É um sistema que vive da aparência e da ausência de escrutínio. Enquanto os papéis estiverem certos, ninguém faz perguntas. E quando alguém ousa fazê-las, a resposta é quase sempre a mesma: “Está tudo legal.”
Mas a legalidade não pode ser desculpa para o vazio pedagógico, nem para a desresponsabilização do Estado. O que está em causa é mais do que o futuro da escola pública. É a dignidade da profissão docente, é o direito à educação com qualidade, é a ética do próprio sistema.

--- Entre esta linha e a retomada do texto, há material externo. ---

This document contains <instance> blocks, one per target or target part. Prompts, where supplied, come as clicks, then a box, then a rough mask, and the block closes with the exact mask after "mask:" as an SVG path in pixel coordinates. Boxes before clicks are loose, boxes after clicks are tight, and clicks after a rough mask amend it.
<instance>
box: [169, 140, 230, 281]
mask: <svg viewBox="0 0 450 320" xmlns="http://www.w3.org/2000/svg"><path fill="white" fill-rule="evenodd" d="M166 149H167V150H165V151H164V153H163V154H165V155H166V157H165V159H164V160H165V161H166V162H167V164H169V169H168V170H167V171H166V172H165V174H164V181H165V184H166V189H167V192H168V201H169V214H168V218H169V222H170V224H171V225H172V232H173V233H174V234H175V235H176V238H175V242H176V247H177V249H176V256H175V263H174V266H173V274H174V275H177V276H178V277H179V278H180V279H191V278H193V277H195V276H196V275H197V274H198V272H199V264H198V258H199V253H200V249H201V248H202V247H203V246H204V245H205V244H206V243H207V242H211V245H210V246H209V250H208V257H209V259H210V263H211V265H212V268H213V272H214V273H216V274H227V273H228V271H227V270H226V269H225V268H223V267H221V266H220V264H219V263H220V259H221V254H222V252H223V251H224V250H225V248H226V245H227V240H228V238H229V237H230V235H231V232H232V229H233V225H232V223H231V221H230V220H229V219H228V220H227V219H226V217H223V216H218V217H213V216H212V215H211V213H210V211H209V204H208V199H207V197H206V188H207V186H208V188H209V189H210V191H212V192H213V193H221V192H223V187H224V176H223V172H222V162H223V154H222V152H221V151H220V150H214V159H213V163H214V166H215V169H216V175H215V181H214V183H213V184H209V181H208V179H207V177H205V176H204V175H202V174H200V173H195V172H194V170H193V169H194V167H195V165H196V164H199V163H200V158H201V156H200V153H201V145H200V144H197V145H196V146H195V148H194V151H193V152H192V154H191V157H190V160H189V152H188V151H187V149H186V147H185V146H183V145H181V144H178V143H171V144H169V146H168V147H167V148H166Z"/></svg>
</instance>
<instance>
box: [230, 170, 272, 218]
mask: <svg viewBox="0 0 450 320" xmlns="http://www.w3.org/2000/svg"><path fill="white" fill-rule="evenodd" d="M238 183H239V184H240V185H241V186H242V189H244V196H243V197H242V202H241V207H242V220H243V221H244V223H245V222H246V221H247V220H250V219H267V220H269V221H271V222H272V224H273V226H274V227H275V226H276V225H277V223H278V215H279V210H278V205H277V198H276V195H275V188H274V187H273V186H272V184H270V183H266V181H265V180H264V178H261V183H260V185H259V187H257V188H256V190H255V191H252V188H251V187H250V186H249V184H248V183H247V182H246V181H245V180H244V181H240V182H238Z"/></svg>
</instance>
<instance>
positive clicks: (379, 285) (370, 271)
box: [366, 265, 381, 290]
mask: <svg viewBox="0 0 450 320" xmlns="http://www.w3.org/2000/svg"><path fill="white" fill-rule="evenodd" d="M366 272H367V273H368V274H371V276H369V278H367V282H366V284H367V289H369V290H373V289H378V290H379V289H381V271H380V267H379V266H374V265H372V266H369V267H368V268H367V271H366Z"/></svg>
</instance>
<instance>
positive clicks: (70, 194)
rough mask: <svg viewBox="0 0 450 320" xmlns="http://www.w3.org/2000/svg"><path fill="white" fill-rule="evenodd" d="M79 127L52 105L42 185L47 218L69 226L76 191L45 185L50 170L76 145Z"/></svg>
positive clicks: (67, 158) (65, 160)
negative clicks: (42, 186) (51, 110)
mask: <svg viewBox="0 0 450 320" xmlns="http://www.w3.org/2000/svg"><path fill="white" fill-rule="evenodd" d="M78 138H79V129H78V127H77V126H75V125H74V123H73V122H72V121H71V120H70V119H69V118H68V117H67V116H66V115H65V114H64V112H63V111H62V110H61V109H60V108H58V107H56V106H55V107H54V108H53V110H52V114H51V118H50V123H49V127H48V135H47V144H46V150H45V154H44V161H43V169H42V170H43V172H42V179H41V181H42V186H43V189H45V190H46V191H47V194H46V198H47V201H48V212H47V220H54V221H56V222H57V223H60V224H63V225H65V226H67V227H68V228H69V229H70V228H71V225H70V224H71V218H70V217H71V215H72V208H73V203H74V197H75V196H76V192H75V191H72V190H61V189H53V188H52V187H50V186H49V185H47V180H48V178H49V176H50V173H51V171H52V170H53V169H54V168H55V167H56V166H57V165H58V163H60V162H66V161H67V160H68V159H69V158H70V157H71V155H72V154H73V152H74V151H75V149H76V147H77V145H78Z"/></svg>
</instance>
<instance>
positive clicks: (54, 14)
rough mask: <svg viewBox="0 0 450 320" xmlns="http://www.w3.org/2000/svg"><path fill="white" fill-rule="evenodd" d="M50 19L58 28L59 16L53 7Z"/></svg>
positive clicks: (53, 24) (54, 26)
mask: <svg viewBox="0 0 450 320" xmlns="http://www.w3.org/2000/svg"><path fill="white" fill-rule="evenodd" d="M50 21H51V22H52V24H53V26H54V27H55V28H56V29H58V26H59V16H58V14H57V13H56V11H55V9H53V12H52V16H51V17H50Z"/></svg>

Importa também deixar claro que a passagem de alunos para o setor privado — em especial para escolas profissionais financiadas — não pode servir como fuga estratégica do Governo para camuflar a crónica falta de professores. Trata-se de uma transferência encapotada de responsabilidades: o Estado sacode a pressão, mas continua a pagar. A diferença é que agora paga a grupos económicos que operam como empresas, onde o lucro se sobrepõe à pedagogia. É um expediente orçamental disfarçado de liberdade de escolha — e, nesse processo, a Escola deixa de ser um lugar de formação e passa a ser um ativo de rentabilidade.

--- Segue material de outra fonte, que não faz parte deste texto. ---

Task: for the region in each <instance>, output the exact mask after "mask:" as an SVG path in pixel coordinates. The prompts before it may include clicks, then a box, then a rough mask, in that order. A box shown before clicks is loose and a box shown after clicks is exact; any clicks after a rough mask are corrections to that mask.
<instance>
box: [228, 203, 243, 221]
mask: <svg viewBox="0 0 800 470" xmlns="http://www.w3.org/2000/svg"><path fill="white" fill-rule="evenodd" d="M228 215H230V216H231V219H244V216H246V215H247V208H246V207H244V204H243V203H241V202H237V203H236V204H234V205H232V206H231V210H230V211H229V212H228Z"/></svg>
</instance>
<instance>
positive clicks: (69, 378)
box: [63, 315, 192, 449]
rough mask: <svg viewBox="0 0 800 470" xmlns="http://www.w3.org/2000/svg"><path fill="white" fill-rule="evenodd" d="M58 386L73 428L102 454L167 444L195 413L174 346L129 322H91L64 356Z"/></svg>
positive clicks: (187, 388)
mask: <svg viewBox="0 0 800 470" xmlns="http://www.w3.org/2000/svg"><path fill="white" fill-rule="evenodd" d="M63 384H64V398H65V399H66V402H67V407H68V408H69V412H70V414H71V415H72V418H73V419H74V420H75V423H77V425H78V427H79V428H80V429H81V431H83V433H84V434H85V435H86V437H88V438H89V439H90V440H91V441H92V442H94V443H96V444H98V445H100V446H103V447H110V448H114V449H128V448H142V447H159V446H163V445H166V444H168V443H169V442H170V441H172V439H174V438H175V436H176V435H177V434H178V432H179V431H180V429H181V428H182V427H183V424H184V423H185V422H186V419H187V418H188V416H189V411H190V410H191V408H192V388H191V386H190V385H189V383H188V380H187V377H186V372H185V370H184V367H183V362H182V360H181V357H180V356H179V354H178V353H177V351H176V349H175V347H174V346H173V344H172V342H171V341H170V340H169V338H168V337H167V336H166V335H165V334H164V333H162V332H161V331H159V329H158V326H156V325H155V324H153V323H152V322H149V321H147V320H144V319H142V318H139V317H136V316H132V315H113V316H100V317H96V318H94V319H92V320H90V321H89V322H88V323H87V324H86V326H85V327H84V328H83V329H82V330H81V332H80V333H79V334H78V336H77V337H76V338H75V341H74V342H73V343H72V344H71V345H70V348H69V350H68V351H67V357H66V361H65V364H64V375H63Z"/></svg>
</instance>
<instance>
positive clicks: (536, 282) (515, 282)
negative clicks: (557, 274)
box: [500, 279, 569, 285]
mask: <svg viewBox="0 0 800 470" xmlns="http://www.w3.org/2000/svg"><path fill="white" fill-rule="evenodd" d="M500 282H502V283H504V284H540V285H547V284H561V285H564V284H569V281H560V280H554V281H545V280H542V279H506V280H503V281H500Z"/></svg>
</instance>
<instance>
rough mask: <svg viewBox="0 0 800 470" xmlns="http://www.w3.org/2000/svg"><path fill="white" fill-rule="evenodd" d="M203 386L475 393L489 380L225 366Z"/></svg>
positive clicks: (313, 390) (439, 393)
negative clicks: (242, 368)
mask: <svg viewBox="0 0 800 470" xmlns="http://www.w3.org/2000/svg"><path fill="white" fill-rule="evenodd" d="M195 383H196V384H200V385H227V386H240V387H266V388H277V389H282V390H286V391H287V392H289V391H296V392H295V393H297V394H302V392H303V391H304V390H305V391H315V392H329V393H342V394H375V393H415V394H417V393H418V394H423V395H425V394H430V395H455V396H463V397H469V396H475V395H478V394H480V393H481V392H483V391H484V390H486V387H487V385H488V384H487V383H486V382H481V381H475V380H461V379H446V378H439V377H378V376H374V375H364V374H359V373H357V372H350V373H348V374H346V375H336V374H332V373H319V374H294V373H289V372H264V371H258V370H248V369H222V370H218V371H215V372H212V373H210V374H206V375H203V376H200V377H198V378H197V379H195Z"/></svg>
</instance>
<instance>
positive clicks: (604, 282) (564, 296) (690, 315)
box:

Porque uma escola que abdica do rigor não está apenas a falhar com os seus alunos — está a falhar com a sociedade. Está a ensinar que basta parecer, que basta cumprir no papel, que basta aparecer na fotografia certa. E quando se normaliza o facilitismo, o resultado nunca é neutro: forma-se a próxima geração sem exigência, sem consciência, sem referências. Não se está a formar — está-se a libertar para o mundo gente despreparada, ingénua ou, nalguns casos, perigosamente astuta.
E o mais inquietante é que o próprio Estado tem interesse nisto. Ao empurrar os alunos para estas escolas, sacode para fora a responsabilidade de resolver a falta de professores. Mas fá-lo canalizando dinheiro público para entidades que operam com lógicas privadas e sem o mínimo escrutínio pedagógico. Substitui-se o dever de garantir educação por contratos de fachada. Troca-se a missão pedagógica por gestão orçamental. O Governo preparava-se para abrir colégios em zonas carenciadas de Professores (parece que já se esqueceram dos GPS).
É impossível não notar o contraste de, por exemplo, quando os sindicatos da educação abriram telejornais quando surgiu a hipótese de os professores deixarem de ter acesso aos routers fornecidos pelo Ministério. Falamos de um custo simbólico, facilmente absorvível por qualquer docente, e ainda assim assistiu-se a uma onda de indignação mediática: comunicados, manchetes, declarações veementes. Mas quando o que está em causa é a dignidade da escola, a substituição do rigor por negócio, a descarada manipulação de um modelo educativo às custas dos professores e dos alunos — aí, o silêncio é ensurdecedor. Onde estão os megafones agora? O que se passa é grave. É estrutural. E exige mais do que ruído pontual: exige coragem, visão e verdade.
Resta saber se os sindicatos estão a ver o verdadeiro problema. Ou se também eles já entraram, esperemos que sem querer, nesta porta giratória. E se os próprios Professores também estão a ter perceção deste enredo.